Projects need teams?
It is a very common practice for companies to manage work into projects. Customers understand this and portfolio management, even management of larger projects, tends to naturally fall into divisions of projects. The difficulty is that companies naturally extend this into creating a project centric view of all process. What equipment does the project need? Which lab facilities are available for the project? Who are the resources with the right skills?
That last question is about people. When we think of people as “resources” and “skill sets” we start to see them as interchangeable parts of a machine that will work on a project. So we take a group of people, many who have never worked together, and assign them to a project and call them a team. Because, if you are on the same project, you must be a team, right?
Preventing a team
Teams need time to learn how to work together, to figure out likes, dislikes and strengths of each member and time to develop an identity and trust. These things don’t happen by declaration and don’t happen in one week or even one month. When these deep interaction attributes solidify, the group of individuals becomes a team. Great teams can take on whatever you throw at them!

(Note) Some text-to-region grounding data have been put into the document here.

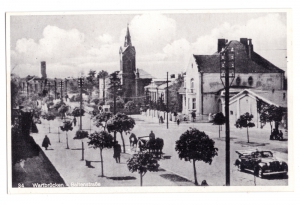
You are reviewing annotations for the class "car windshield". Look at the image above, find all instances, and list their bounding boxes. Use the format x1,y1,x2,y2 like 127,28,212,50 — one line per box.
261,151,273,158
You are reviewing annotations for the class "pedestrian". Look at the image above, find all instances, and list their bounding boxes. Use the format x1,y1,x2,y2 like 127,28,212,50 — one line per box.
129,133,138,147
279,130,283,140
113,141,121,163
42,135,51,150
149,130,155,141
73,117,77,126
160,116,164,124
177,118,180,126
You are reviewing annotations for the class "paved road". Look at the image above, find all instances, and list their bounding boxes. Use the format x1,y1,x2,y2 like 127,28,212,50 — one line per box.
129,115,288,186
33,102,288,186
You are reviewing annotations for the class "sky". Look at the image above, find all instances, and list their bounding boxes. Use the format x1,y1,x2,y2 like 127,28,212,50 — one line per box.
9,12,287,78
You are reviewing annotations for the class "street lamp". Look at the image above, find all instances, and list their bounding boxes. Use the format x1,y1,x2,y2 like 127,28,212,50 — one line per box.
78,77,84,130
220,47,235,186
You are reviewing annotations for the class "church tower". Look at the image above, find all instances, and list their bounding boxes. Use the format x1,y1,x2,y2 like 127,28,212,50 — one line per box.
120,25,136,101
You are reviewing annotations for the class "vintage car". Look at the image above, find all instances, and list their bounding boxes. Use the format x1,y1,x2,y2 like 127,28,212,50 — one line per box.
234,150,288,178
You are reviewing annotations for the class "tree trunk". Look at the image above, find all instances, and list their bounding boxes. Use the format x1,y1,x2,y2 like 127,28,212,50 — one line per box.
100,148,104,177
81,140,84,161
66,132,69,149
219,125,220,138
140,172,143,186
193,159,198,185
270,122,273,135
120,132,126,153
114,131,116,141
247,126,249,143
49,121,50,133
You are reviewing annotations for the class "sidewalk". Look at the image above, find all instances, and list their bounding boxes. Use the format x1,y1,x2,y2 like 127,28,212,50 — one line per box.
32,115,194,187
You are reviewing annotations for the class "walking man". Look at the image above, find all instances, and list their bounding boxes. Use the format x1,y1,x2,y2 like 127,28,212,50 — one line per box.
113,141,121,163
177,118,180,126
149,130,155,141
42,135,51,150
73,117,77,126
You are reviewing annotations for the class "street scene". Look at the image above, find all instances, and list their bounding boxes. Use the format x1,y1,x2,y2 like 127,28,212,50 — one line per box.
8,12,289,188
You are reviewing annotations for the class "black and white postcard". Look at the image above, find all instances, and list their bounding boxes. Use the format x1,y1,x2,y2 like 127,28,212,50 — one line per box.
6,10,293,193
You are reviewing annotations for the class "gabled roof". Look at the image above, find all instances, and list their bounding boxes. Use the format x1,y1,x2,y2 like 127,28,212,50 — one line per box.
194,40,284,74
137,69,153,79
230,89,287,108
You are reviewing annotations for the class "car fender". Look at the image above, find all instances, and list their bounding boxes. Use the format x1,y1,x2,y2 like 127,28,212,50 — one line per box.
234,159,241,166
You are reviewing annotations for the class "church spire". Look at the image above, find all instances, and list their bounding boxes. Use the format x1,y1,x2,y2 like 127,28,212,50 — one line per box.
124,24,132,47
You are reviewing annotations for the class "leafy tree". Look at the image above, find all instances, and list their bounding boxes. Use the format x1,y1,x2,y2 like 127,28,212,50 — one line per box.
74,130,89,160
60,121,73,149
124,101,136,114
93,112,113,131
91,98,100,105
43,113,56,133
53,100,66,111
88,131,114,177
175,128,218,185
72,107,85,117
86,70,97,102
259,104,285,134
212,112,226,138
235,112,255,143
107,71,123,100
127,152,159,186
107,113,135,153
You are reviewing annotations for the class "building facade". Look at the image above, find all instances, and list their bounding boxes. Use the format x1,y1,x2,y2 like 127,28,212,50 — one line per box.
181,38,285,120
118,25,152,103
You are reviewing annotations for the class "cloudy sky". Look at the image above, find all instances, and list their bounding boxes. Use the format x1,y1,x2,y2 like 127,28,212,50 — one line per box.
9,12,287,78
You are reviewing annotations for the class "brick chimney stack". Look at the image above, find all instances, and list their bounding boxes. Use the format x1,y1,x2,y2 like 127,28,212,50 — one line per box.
248,39,253,59
217,39,226,52
41,61,47,79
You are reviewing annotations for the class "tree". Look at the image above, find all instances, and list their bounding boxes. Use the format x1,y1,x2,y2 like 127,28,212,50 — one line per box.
86,70,97,101
93,112,113,131
259,104,285,134
72,107,85,117
108,71,123,101
43,112,56,133
74,130,89,160
212,112,226,138
107,113,135,153
60,121,73,149
175,128,218,185
124,101,136,114
235,112,255,143
88,131,114,177
127,152,159,186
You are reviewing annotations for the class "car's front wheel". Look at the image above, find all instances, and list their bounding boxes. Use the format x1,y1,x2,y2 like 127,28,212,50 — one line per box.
258,168,264,178
238,164,244,172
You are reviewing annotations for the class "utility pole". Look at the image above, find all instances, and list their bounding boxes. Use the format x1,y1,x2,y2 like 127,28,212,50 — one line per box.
166,72,169,129
59,81,64,102
78,77,84,131
54,80,57,100
220,47,235,186
103,76,106,104
65,78,68,101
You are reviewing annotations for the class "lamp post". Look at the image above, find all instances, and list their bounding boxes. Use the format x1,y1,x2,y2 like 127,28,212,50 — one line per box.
220,47,235,186
78,77,84,131
166,72,169,129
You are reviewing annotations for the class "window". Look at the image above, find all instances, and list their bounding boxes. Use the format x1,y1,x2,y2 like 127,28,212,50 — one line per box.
192,98,196,109
248,76,253,86
188,98,190,109
161,92,164,102
230,111,233,115
190,78,194,93
236,76,241,86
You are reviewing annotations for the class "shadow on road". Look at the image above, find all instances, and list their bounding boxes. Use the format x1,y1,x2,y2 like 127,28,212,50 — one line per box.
106,176,136,180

The habit of swapping people in and out of teams is destructive to building these connections and high-bandwidth communication channels. Ester Derby points out some of these bad effects:
Plucking people off the team or poking people into the team causes a re-set in the team forming process. Mess with the membership often enough, and people will stop trying. When team membership feels like a revolving door, individuals won’t put in the effort to form team bonds. You may get a group that functions reasonably well, but you’ll miss out on the team effect.
It is surprising to me that we fail to see the cost of breaking apart a team. In the project-centric managing view, a project ends so the team gets split apart on new projects. And we throw away the investment we made over months of work, choosing instead to pay the cost of re-building a high-performing team.
Teams need projects!
If creating teams around projects is the bad for true teamwork, what do we do with teams and projects? The Agile Manifesto has an answer in it’s fifth principle:
Build projects around motivated individuals. Give them the environment and support they need, and trust them to get the job done.
Once you have a high-performing team, define projects that they can do. Work with your customers to create a project that your teams have already proven that they can build and impress people doing. The costs of dividing people and rebuilding trust, communication and capabilities is very high. And your teams who have learned how to act as one will be happier to know their joint contribution is valued.
By the way, that team who was afraid of breaking up had a happy ending. We figured out with management and company needs how they could stay together and continue impressing customers. It was a nice beginning to that ending!